Recently I was approached by a client who had lost some money while playing blackjack online. He claimed that the online casino was cheating and wanted to prove his hypothesis. For this purpose, he wanted an automatic way to record and review some of the games that have been played. We decided to create a computer vision system to be able to track the last games
After some research for available object detection algorithms, we stopped at the Darknet Yolo v3/v4. With a C++ backend and stable results among benchmarks, it looked like a solid choice.
To train the algorithm, we had to gather 1000 samples per class. For example a set of thousand As, Qs … yellow or red cars. Gathering this dataset and labeling is basically 90% of the work required for building a solid model. So we did quite a bit of coding so that the data collection is automated and fed straight into the system.
All looked good and easy. Until we moved into production and actual deployment of the model. We realized that on a pc with a decent GPU a prediction with Yolo v4 could take about 0.1 seconds.
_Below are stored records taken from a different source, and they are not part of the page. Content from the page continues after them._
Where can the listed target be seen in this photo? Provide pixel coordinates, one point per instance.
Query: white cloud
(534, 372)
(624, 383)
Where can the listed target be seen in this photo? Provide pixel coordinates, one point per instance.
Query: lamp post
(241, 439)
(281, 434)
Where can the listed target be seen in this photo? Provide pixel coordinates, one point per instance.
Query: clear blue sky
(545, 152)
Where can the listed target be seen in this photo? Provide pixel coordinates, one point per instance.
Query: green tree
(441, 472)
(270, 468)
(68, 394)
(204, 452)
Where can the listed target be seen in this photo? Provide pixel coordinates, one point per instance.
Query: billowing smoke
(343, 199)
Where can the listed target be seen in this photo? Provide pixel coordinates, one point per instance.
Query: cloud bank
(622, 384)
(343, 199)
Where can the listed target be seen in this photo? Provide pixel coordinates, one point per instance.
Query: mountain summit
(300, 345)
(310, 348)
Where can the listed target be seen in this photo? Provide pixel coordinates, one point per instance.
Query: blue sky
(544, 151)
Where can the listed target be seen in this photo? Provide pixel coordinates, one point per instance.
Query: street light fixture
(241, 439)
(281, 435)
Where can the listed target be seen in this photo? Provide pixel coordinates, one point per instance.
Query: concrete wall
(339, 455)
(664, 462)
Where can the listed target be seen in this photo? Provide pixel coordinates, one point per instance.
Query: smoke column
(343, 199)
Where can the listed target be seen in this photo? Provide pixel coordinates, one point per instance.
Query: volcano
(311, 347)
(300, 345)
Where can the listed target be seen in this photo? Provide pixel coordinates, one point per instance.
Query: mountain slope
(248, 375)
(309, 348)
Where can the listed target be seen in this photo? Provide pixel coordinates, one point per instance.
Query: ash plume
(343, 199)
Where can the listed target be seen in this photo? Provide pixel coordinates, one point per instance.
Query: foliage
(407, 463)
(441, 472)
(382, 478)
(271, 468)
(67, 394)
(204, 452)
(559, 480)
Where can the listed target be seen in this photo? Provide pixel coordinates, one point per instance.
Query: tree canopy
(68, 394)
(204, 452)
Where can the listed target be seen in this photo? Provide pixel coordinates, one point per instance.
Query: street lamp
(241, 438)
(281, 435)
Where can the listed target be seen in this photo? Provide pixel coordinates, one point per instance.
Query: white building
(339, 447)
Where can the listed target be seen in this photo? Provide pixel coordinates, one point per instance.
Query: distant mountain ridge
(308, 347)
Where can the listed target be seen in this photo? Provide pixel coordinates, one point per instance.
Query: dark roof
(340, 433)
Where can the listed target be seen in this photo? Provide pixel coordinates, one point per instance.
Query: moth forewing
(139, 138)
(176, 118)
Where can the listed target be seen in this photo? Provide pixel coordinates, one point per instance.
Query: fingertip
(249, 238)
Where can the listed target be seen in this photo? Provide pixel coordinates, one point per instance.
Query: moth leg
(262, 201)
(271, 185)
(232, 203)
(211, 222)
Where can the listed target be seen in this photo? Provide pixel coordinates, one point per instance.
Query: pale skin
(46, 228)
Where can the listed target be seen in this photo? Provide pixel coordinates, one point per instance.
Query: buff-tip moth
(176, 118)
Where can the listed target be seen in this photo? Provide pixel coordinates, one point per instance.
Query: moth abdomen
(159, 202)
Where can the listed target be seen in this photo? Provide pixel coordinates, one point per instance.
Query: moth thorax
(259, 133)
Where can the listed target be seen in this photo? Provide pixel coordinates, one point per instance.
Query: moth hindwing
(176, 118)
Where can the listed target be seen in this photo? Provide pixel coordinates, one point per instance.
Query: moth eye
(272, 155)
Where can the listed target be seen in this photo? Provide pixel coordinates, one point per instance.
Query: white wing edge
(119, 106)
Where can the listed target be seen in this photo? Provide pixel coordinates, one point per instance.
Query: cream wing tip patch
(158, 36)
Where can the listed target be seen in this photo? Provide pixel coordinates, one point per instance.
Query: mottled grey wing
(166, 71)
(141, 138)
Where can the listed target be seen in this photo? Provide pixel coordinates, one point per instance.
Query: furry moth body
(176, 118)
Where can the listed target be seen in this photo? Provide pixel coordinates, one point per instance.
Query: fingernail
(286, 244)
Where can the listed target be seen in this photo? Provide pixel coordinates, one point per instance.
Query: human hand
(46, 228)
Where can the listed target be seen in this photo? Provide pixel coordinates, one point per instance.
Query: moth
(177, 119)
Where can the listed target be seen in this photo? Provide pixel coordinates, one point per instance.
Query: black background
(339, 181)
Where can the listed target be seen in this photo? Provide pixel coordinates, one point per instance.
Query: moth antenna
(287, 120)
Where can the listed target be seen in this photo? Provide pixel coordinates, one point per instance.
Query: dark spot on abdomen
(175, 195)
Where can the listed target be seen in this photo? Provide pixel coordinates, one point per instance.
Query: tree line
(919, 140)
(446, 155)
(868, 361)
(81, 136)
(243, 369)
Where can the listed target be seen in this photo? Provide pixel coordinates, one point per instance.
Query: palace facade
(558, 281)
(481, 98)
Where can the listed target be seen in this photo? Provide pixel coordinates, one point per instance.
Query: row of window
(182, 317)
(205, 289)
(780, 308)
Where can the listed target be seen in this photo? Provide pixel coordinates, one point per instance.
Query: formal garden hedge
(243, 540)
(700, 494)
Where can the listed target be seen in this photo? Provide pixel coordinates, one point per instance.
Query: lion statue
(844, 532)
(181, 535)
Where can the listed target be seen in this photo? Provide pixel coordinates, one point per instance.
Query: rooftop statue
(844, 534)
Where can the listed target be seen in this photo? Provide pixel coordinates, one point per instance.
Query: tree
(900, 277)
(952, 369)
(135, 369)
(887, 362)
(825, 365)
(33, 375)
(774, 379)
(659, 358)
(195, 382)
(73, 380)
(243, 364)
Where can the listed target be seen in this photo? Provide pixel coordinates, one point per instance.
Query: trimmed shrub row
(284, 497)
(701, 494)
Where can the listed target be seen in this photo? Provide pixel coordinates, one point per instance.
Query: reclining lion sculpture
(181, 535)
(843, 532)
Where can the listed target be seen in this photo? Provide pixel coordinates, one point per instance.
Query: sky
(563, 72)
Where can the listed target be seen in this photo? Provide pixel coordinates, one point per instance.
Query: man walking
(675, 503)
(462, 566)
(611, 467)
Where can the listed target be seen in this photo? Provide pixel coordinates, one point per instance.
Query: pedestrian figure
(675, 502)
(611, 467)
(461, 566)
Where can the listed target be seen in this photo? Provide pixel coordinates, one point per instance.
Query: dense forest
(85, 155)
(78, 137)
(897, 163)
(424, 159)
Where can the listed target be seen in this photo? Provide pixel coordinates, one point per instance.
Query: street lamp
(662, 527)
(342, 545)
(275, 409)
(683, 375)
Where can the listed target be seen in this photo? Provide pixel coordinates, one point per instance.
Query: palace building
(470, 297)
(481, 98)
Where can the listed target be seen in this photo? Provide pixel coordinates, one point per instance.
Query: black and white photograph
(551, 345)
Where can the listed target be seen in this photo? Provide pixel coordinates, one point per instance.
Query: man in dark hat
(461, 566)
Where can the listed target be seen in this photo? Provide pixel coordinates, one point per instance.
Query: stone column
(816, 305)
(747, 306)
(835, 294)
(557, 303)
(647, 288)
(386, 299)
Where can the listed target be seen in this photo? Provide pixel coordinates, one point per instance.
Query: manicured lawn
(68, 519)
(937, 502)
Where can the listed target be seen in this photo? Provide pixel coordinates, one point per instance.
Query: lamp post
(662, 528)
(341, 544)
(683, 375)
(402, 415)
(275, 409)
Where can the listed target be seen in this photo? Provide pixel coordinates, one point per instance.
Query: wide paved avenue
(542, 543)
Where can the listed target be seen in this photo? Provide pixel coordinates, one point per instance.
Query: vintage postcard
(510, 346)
However, a prediction on a CPU computer deployed in the cloud would be much slower – between 1 and 3 seconds depending on the number of cores and their frequency. The problem here was that for a system processing live data of a few tables with a lag of few seconds created imperfections and errors while processing. At the same time paying for a few computers with a strong GPU on the cloud is rather expensive. We had to solve this problem in a way that is both affordable and meets the requirements for processing a live feed instead of storing data into queues. And there came the clever solution. Instead of feeding a single image of a great resolution to the model, we could only crop the area of the interest (the table with cars ) and stitch together multiple pictures of tables in 1 image. Thus we could fit around 64 inference images into a single picture. Finally, we could interpret results from which original image they came and therefore map the results to the input. This would require only 1 computer with a GPU or a single fast CPU. Therefore the proposed solution fit into all requirements and was applicable.